Baby Dee – A Book of Songs for Anne Marie

Baby Dee – A Book of Songs for Anne Marie

If you’re familiar with any kind of lieder, or art songs, then you can definitely appreciate the kind of music that is built around poetic verses, operatic voices and subtle, timely calculated accompaniment. One of my favorites was Schubert (check out his Erlkönig if you’ve never had the pleasure) and his impressive ability at combining the implausible into a dream-like fantasy – or nightmare, depending on your mood – that felt chillingly real and well, entirely possible. But such sort of music hasn’t truly been attempted, let alone accepted, outside of the classical world.

Then again, it all depends on the musician you’re working with. Most are in it for the laborious joy it can result in and even if the small percentage of music now being made should be deleted and forgotten, there is hope. Someone like Baby Dee continues to give everything she has inside of her into her music. A harpist and accordion player, she’s often overlooked for another harpist also on the Drag City label but don’t be fooled, her talents are just as ranging and downright fantastic.

With all of that said, her new album A Book of Songs for Anne Marie is just that, a collection of lieder that is as equally moving, as it is musical. Comprising all of her strengths into something that could be heralded as classical music, Dee works within the music, reaching new heights. With the careful hand of Maxim Moston to taper and cavern all of her sounds, not only does everything come off as the expression of an artist coming onto her own but it’s an astounding set of excellent music, period.

Dee fits perfectly on a label like Drag City that seems fully set on allowing their artists to reign in on adventurous tasks. Just look at how sprawling Bonnie “Prince” Billy’s career has been over the past decade: he’s found time to release album after album, with collaborations and an R. Kelly cover sprinkled about. But what makes Dee stand out is not just her voice (a quivering source of strength that evokes Antony’s fragile voice), or even her talents as an instrumentalist (regardless of which instrument she is helming they are each flourishing and alive) but her presence. Each song, brand new in demeanor and outlook, is cradled by a source of attention that not only brings out every detail but ensures that every crevice will not only be heard but felt.

And it all plays out like a book too, fit with an introduction, a driving middle section and an ending that is both somber and resolute. If there’s one thing she’s sure of is her ability at crafting substantial albums, filled with stories and vivid imagery. Don’t be mistaken either, the music is easily performed and directed: this is a sincere collection of songs that sit around, on top of and underneath stories decorated with the most understated of arrangements. But each subsequent listen will reveal more and more nuances that will only leave you searching for more.

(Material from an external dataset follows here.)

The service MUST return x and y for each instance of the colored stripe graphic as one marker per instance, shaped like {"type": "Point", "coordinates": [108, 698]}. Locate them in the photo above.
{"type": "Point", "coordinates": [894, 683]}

It’s certainly a new approach for Baby Dee and one that works wonders for her. Artists tend to reach out every so often but it all depends on where and how they land that will eventually find them successful or not. As challenging as something like A Book of Songs for Anne Marie must have been, its story starts and ends with its creator. She’s creative enough, talented enough and with enough support around her, it’s a no-brainer.